I would increase my charitable contributions to 10% of my income. I have long admired clients who have a strong commitment to charitable giving, and it would be great to be able to do it at this level. I would increase my contributions to my church (Holy Trinity), UNHCR (to help Rohingya and Syrian refugees), Homeboy Industries (to help at-risk teenagers get jobs and transform their lives), and Sierra Club (to protect nature).
I would buy a new house for my mom and sisters. (Practically speaking, this may never actually get into my budget, but the question helps reveal what’s important to me.)
There are some things I wouldn’t change. I would remain involved in my community. I wouldn’t move. I like where I live — it’s metro accessible, close to a park, gym, & Trader Joe’s.
Question Two: This time, you visit your doctor who tells you that you have five to ten years left to live.
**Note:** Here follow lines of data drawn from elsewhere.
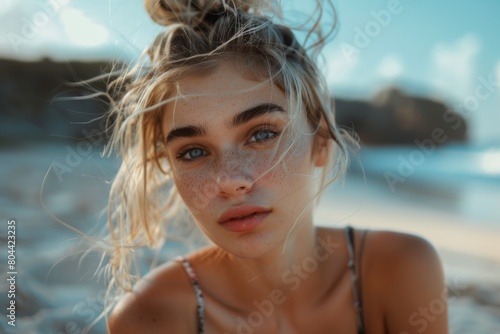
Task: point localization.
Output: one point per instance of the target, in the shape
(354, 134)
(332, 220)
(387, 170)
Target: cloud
(339, 67)
(81, 30)
(453, 65)
(390, 67)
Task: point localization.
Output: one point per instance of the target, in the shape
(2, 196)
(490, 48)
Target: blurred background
(417, 82)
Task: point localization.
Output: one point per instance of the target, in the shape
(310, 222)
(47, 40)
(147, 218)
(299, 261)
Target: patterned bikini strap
(349, 233)
(197, 290)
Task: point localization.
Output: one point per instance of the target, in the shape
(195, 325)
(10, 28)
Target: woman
(230, 119)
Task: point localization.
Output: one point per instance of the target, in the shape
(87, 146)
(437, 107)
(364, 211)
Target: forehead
(218, 96)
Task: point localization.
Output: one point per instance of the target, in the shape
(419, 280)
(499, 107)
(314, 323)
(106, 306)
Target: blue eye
(191, 154)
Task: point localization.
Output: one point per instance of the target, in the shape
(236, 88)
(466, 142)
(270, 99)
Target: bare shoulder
(407, 280)
(162, 299)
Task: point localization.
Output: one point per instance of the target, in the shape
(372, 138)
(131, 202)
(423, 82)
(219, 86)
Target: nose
(234, 179)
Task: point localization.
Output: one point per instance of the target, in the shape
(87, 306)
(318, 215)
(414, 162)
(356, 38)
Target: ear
(323, 151)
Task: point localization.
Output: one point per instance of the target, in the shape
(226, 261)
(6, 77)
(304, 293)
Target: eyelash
(273, 130)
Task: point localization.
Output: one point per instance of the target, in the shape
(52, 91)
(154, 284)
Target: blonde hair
(201, 34)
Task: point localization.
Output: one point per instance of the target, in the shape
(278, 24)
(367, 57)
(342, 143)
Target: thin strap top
(356, 284)
(349, 233)
(197, 290)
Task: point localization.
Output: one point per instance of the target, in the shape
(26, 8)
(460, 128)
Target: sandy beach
(56, 294)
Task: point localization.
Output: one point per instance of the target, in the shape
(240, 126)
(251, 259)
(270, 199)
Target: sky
(441, 49)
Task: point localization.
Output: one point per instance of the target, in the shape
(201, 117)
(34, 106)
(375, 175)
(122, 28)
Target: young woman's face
(232, 162)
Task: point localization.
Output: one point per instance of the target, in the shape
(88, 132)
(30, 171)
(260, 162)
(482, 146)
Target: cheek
(292, 168)
(196, 188)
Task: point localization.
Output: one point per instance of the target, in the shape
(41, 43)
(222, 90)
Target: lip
(243, 218)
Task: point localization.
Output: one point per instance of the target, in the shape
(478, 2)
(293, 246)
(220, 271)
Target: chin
(251, 245)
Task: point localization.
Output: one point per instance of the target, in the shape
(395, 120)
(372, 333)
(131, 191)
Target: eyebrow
(239, 119)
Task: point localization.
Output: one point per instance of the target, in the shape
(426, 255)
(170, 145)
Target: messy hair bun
(193, 12)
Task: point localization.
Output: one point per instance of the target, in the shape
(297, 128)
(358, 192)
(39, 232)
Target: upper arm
(413, 291)
(160, 303)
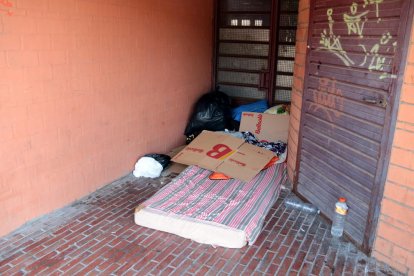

The good part is that you won’t ever feel sick. The bad news is that you will have no notice of the moment of your death. What will you do in the time you have remaining to live? Will you change your life, and how will you do it?
You’re probably like, “This is really morbid!” Well, I actually enjoy imagining this question for myself, as I sense the end of struggle. It’s consistent with my past behavior (I enjoyed writing my Last Will and Testament). In addition, it helps reveal what’s really important to me.
If I had five to ten years left to live, I would:
Devote more time deepening existing relationships;
Learn something fun (like tango);
Visit my sisters and mom at least 2x per year (they all live in 3 different continents);
Volunteer more often at Jubilee Jobs (they help marginalized people find employment);
Spend more time with nature;
Sail for one week in the ocean.
I would still like to be a financial planner. But I’ll need to put in less hours to free up time to do my bucket list.
Hmmm… I wonder if I can start doing some of these soon.
Question Three: This time, your doctor shocks you with the news that you have only one day left to live. Notice what feelings arise as you confront your very real mortality. Ask yourself: What dreams will be left unfulfilled? What do I wish I had finished or had been? What do I wish I had done? What did I miss?
I feel a sharp pang of regret. I wish I had more time to spend with my loved ones! I haven’t finished passing my knowledge to a cadre of younger advisors! I pause and come back to reality. I feel grateful for the time I have left.
This exercise has given me a lot to think about. How can I allocate my time and resources now towards the things that are really important to me?
I invite you to ponder on these questions. Share them with your loved ones. And decide how you are being called to change your life.